# Why I use IF



## LDVinny (May 16, 2016)

Any bodybuilding community that you visit and ask about IF you will always get the same answer... it is only a tool, its not that important when you eat it is only important how many calories etc... and to some degree you must agree with this. BUT! When intermittent fasting I find that when you're not eating you don't have the urge to binge eat, that being said for the first couple of days you'll be hungry all the time, but once that has passed I find hunger is no longer an issue. Just looking for your two cents on IF??


----------



## FuqOutDaWhey (Apr 29, 2015)

Looks more like a riveting tale than a question :lol:


----------



## Fluke82 (Sep 10, 2015)

I'll be starting IF next week tbf.

I like my food, and so cannot really eat small meals throughout the day etc or I just over-eat.

1pm to 9pm is the window.


----------



## lukeyybrown1 (Jun 4, 2014)

I have recently been doing this also....... tbh i quite like it ..... it takes the stress away from my mind about gettinga meal in every 2/3hrs ........ i just have an 8hr window now to each all my calories and its sweet.


----------



## JohhnyC (Mar 16, 2015)

lukeyybrown1 said:


> I have recently been doing this also....... tbh i quite like it ..... it takes the stress away from my mind about gettinga meal in every 2/3hrs ........ i just have an 8hr window now to each all my calories and its sweet.
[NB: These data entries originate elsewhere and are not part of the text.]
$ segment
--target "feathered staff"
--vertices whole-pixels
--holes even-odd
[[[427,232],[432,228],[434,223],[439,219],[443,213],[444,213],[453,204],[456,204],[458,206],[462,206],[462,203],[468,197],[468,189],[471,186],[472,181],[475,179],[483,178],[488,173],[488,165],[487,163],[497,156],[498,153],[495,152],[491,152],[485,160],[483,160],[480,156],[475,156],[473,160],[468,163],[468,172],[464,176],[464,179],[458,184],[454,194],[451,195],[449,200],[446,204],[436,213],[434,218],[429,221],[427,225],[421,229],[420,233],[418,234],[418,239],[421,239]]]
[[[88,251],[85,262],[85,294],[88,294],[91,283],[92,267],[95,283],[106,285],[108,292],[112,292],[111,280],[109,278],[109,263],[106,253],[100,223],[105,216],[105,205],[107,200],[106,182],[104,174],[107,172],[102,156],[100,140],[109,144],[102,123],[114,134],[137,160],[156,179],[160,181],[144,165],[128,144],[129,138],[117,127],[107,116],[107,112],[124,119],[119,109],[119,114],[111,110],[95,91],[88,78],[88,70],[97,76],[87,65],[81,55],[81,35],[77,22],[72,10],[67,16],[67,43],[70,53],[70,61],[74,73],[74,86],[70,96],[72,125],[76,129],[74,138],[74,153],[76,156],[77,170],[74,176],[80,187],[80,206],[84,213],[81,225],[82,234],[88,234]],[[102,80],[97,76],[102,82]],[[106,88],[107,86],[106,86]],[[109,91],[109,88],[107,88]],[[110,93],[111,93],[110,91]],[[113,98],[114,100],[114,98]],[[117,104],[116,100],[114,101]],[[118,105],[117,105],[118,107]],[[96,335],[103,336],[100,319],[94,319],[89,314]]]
 I gave up on that idea years ago, trying to ram in 6 - 8 meals a day in. Swear it made no difference to me in terms of training , well apart from having to eat larger main meals, it can be too much hassle bringing around Tupperware boxes with you, for years on end


----------



## andyboro (Oct 1, 2006)

Drogon said:


> I'll be starting IF next week tbf.
> 
> I like my food, and so cannot really eat small meals throughout the day etc or I just over-eat.
> 
> 1pm to 9pm is the window.


 That's why I use it too - I suck at portion control so it solves the issue without it being one.


----------



## Jeffers1966 (Apr 19, 2013)

Been doing Warrior 20/4 since October last year , stuff my face from 4 to 8pm and train fasted , as it stands probably do this for the rest of my life , easy to add and lose weight , never felt better


----------



## GB987 (May 12, 2016)

Does supplementing with BCAAs outside the window have any effect?


----------



## Quackerz (Dec 19, 2015)

*
if
*

*

*

[if]

Spell Syllables



Synonyms


Word Origin


See more synonyms on Thesaurus.com

conjunction

1.

in case that; granting or supposing that; on condition that:

Sing if you want to. Stay indoors if it rains. I'll go if you do.

2.

even though:

an enthusiastic if small audience.

3.

whether:

He asked if I knew Spanish.

4.

(used to introduce an exclamatory phrase):

If only Dad could see me now!

5.

when or whenever:

If it was raining, we had to play inside.

noun

6.

a supposition; uncertain possibility:

The future is full of ifs.

7.

a condition, requirement, or stipulation:

There are too many ifs in his agreement.

Hope that helps.


----------



## TheScam (Apr 30, 2013)

GB987 said:


> Does supplementing with BCAAs outside the window have any effect?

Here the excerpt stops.